Will I remain single the rest of my life? I don’t know, but I’m okay with that if it is God’s will. You see, that’s what I want. That’s what Jesus taught his students to pray for: “Your kingdom come, your will be done, on earth as it is in heaven.” I’d like to have an intimate partner. I’d like to have kids. I think I’d make a great father and husband. However, I want to do whatever my Father in heaven wants, and he hasn’t shown me that is what he wants for my life.
The reason I share this is because I believe many single people feel like they are missing out, or like they are incomplete without a mate. Fellow single person, we are only incomplete if we have no relationship with God. A man or woman is a poor substitute and cannot fill your need for intimacy. It has been said that there is God shaped hole in everyone, which only God can fill.
God has a purpose for each of us. God has a purpose for me as a single pastor. I believe our church is perfect. I don’t mean we are without flaws. I am the chief of sinners (see 1 Timothy 1:15), so that’s not possible. What I mean is our church is perfect for those whom God has called to be part of us. We have an amazing Teaching Pastor, who is married and has four wonderful kids. Our church has families with children and I’m certain they feel comforted and strengthened by his leadership and example. We also have a number of older single adults in our church, and I hope they feel they are not second class members. Perhaps they are comforted and strengthened because their pastor is single too.
You see, a church is a family, or it should be. We are the family of God, brothers and sisters in Christ. Jesus warned his followers that they needed to be willing to lose natural friends and family and even their own lives for his sake and that of the Kingdom of God (see Luke 14:26). However, the Lord also promised better and greater relationships will replace that loss.

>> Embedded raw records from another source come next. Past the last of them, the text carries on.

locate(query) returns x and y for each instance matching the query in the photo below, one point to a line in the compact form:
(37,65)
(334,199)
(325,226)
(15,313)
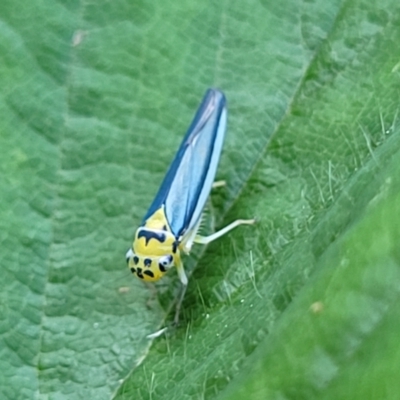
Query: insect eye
(165,262)
(129,255)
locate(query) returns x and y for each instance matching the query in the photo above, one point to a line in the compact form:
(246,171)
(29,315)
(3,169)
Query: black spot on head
(148,235)
(139,273)
(149,273)
(147,262)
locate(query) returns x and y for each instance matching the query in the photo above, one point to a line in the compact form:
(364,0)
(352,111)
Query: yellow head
(154,252)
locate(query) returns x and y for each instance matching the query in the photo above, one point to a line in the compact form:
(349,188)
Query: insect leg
(184,281)
(207,239)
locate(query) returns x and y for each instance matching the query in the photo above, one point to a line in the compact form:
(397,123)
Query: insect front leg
(184,280)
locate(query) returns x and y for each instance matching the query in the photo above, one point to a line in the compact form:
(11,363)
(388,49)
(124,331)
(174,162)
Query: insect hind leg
(208,239)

“’Yes, Jesus replied, ‘and I assure you that everyone who has given up house or brothers or sisters or mother or father or children or property, for my sake and for the Good News, will receive now in return a hundred times as many houses, brothers, sisters, mothers, children, and property—along with persecution. And in the world to come that person will have eternal life.’” (Mark 10:29–30, NLT)
I’ve thought our church might grow numerically if I were to get married. However, I believe I am who, and what, and where God has willed me to be, and I seek to become more like his Son. Our church is my family. I’m like a grandpa to all of these wonderful kids. I’m open to meeting someone, but it is unnecessary. That won’t fulfill me, or even give me more happiness, if it is not God’s leading and will.